Encrypted communications devices allow parties to communicate in a way that prevents either the manufacturer or law enforcement from accessing the content, even with search warrants. Devices like these are extremely common and anyone that has a smart phone has the ability to encrypt and protect private data on their devices that cannot be accessed by the manufacturer. For example, popular encrypted messaging technology such as Telegram was found on suspects’ devices. The simple fact remains that authorities are seeking to outlaw technology that is used by a vast number of people in a way that is completely harmless and supports individual privacy. The problem with banning this kind of technology is that it would be taken from the people that use it harmlessly while still being widely available to those that would use it for illicit purposes.

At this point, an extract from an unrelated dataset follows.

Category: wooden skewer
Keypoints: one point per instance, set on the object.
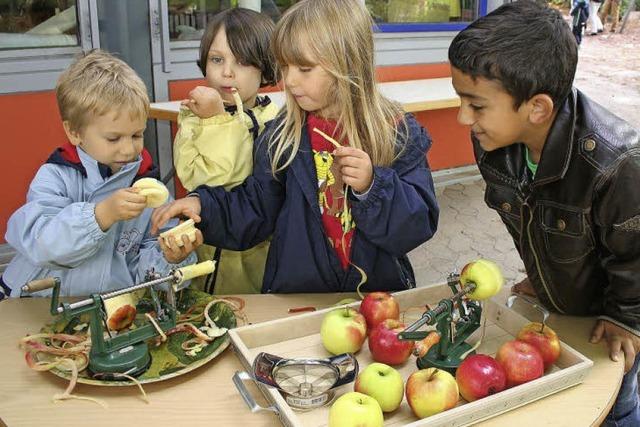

Most encrypted messaging software is completely open source, and with a little bit of coding knowledge, can easily be implemented on a mobile device. Banning encrypted messages would only take privacy rights of law abiding citizens away without reducing the potential for criminals to use the technology. Intelligence agencies are essentially saying that terrorists are able to commit mass acts of terrorism due to the fact that the public doesn’t like mass government surveillance. By looking in the past, all terrorism attacks at and before 2001 required no encrypted messaging to take place, this is proof that encryption is not the enabler for such attacks.
Blaming encryption for the attacks and attempting to outlaw technology that is used by a majority of people without harm is a dangerous policy. Banning encryption would be completely useless due to the fact that terrorists can and will switch methods of communication at a moment’s notice or build their own channels. Banning encryption would result in loss of privacy for law-abiding citizens without any effect on the war against terrorism.